Report: LGBT Students Still Face Discrimination At School
SIOUX FALLS, S.D. (AP) - A report from an international human rights organization concludes many public schools are still hostile environments for LGBT students.
The lengthy report from Human Rights Watch, released Wednesday in Sioux Falls, was based on interviews primarily with current and former high school students, parents, administrators and teachers in Alabama, Pennsylvania, South Dakota, Texas and Utah.
It documented several challenges lesbian, gay, bisexual or transgender students face, including in-person and online bullying, limits on LGBT student groups, exclusion of some topics from curricula and discrimination by classmates and school personnel.
"In every state we visited, we heard stories of students who were insulted, cyber-bullied or attacked, and teachers who allowed discrimination and harassment because they see it as normal behavior," said Ryan Thoreson, a fellow in the nonprofit's LGBT Rights Program.
Thoreson said the five states provide a regionally representative and legally diverse sample. Thirty-one states, including the five in the report, have not enacted laws to specifically protect against bullying on the basis of sexual orientation or gender identity, according to the report. While some districts and schools in Alabama, Pennsylvania, Texas and Utah have worked on comprehensive bullying policies, administrators in South Dakota cannot because of a state law that prohibits school districts from naming any protected classes of students in such policies.
"This makes it much more difficult for teachers to know how to intervene when they see that bullying happening, (and) for students to know that's off-limits, that's not OK," Thoreson said. "Only South Dakota and Missouri have laws like that that prohibit school districts from putting their own protections."

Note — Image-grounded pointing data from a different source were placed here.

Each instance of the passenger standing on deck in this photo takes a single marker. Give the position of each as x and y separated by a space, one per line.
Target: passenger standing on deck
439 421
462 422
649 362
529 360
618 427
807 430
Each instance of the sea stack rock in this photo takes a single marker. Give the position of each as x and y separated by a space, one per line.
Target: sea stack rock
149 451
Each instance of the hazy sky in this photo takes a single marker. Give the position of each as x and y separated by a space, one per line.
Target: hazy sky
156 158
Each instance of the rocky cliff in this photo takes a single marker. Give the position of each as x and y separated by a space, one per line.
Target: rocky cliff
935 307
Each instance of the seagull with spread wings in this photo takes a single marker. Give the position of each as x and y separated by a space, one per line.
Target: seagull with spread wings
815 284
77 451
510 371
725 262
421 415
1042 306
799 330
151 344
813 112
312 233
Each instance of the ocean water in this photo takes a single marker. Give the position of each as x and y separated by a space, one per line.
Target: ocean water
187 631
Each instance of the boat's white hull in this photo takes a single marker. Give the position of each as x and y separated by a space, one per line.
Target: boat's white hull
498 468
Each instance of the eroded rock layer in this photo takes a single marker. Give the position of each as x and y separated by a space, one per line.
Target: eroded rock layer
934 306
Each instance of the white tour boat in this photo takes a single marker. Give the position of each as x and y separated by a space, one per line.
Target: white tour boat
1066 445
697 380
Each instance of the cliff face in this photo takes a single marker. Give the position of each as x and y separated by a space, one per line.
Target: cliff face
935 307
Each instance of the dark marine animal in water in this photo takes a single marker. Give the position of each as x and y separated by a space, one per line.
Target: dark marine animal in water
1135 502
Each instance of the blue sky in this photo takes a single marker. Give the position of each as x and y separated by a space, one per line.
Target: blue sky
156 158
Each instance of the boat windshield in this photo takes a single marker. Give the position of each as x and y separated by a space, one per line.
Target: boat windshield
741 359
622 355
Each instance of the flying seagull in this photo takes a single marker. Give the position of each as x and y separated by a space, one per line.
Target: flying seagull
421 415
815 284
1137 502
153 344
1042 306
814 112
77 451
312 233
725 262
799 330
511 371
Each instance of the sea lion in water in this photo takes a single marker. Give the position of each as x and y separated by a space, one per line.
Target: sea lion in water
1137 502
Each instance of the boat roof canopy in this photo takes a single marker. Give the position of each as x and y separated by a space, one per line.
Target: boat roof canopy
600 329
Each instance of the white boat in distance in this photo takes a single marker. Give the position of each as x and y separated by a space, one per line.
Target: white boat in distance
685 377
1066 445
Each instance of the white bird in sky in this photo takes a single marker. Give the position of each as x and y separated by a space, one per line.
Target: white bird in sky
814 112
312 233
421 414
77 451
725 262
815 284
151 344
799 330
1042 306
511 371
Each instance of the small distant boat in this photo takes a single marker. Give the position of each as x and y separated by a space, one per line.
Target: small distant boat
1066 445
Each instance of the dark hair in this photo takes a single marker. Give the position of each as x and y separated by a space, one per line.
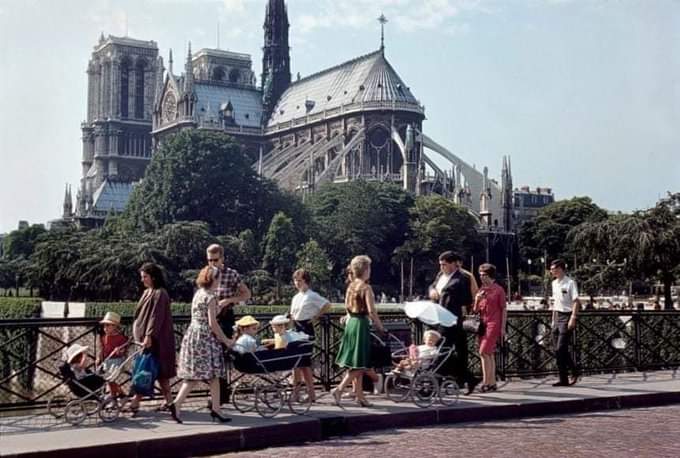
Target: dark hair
155 272
302 274
558 263
488 269
449 256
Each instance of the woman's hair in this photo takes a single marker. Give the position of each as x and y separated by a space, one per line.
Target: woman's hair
488 269
302 274
206 277
358 266
155 272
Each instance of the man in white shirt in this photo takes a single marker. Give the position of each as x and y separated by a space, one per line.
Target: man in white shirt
565 309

The report includes recommendations for state legislatures, including the repeal of the South Dakota law. It also calls for measures to make schools more inclusive, including sexual education "that is medically and scientifically accurate, is inclusive of LGBT youth, and covers same-sex activity on equal footing with other sexual activity." Recommendations to state and federal departments of education, school administrators and Congress are also included.
Human Rights Watch interviewed almost 360 current and former students from rural and urban districts, as well as more than 140 parents, teachers and administrators.
The students, whose names were changed for their protection, offered stories of physical violence, verbal harassment, cyberbullying and exclusion from events, classes and extracurricular activities. In many cases, they said, teachers did not intervene and sometimes participated in the harassment.
"My biology teacher my freshman year would bring in kids who were wearing short shorts or weird sweaters and say, 'You'd better take that off, you're going to look gay,'" a 16-year-old bisexual girl in Alabama said, according to the report. "But she'd say it in front of the whole class."
The organization also found school policies and practices have made teachers fearful of negative consequences for identifying themselves as lesbian, gay, bisexual or transgender or for supporting LGBT students.
"One of the things that we really emphasis in the report is that keeping students safe shouldn't be a partisan issue," Thoreson said. "... There are certainly conservative leaders who have stood up for LGBT students, and our hope is that as we look at this from a purely pragmatic point of view, keeping LGBT kids safe, and keeping all students safe, shouldn't be a partisan issue."